Overall, “the functional genomics analysis of gene expression data from Bach1 [depleted mice] revealed activation of various pathways that are involved in neuroprotection, neutralizing oxidative stress, and balancing cellular inflammatory environment,” the researchers wrote.
Thomas and colleagues then teamed up with scientists at vTv Therapeutics, based in North Carolina, to develop Bach1 inhibitors.
Among the several candidates they tested, one called HPPE showed strong potential as a Bach1 blocker.
HPPE eased disease symptoms when administered to the MPTP mouse model of Parkinson’s. And, notably, the inhibitor’s potential was maintained when given either before MPTP — prior to disease onset — or after the animals started to show symptoms.
In lab tests, HPPE worked to protect cells from oxidative stress. Further analyses showed that HPPE was a potent activator of Nrf2 while it turned off pro-inflammatory genes.
Current NRF2 activators work as electrophiles, meaning they form a permanent bond and modify their target protein. This can lead to toxic buildups inside cells or cause the activation of the immune system, leading to several side effects.
“The most interesting aspect of the study is that the Bach1 inhibitor is a non-electrophile, so it doesn’t work like the FDA-approved Nrf2 activators,” Thomas said. “As a result of this difference, hopefully, HPPE will not demonstrate as many side effects.”
The “disruption of Bach1 and the simultaneous activation of Nrf2 clearly provide a strong basis for using HPPE as a potential therapeutic in [Parkinson’s disease],” the team wrote.

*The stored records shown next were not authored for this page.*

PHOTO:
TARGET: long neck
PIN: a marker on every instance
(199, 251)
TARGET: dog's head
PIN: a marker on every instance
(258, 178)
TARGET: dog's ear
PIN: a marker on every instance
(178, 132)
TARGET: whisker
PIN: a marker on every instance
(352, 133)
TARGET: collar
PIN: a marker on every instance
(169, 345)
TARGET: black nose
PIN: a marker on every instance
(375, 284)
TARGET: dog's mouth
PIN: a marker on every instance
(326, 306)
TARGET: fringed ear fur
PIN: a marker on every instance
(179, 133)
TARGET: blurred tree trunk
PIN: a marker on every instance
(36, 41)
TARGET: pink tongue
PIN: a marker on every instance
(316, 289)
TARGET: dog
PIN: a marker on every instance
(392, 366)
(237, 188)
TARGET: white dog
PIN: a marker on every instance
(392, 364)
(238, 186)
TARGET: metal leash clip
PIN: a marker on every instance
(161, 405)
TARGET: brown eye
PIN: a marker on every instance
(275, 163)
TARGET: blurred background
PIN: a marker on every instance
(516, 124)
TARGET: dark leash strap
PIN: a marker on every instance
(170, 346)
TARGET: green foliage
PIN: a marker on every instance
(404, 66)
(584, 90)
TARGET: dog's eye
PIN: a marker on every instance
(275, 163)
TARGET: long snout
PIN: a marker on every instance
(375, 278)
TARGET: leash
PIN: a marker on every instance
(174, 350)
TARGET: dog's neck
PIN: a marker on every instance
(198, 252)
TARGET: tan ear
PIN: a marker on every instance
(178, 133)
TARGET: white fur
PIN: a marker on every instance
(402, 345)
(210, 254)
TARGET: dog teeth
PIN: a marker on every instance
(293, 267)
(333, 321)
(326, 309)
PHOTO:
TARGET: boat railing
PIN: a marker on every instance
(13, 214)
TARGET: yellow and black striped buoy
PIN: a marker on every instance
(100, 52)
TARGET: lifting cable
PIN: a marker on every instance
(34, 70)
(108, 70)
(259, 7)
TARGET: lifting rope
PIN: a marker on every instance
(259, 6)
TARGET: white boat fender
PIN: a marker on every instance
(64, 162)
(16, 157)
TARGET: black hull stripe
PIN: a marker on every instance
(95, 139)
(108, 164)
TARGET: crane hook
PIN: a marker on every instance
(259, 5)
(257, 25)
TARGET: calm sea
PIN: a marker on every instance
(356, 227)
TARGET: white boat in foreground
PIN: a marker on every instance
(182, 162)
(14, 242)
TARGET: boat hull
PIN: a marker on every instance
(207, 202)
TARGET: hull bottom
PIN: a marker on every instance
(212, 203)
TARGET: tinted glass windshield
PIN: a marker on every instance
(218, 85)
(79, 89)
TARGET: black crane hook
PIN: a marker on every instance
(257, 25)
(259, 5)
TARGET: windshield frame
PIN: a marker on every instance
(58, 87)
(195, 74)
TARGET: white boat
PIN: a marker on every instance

But while these data support HPPE as a potential treatment, further research is necessary to understand its effects with longer-term use, as well as its effectiveness in other mouse models of Parkinson’s, the researchers noted.
While the MPTP mouse is a model for acute disease — a disease with a rapid onset and/or short duration — scientists need to assess HPPE in models of chronic Parkinson’s, as well as its potential in other neurological diseases characterized by inflammatory response and mitochondria dysfunction. (Mitochondria are a cell’s powerhouse, or the producers of energy within cells.)
“This pathway may be beneficial whenever you have impairments in anti-inflammatory pathways or mitochondrial dysfunctions,” Thomas said. “I think any disease that has these kinds of etiologies [causes] would benefit from modulating this pathway.”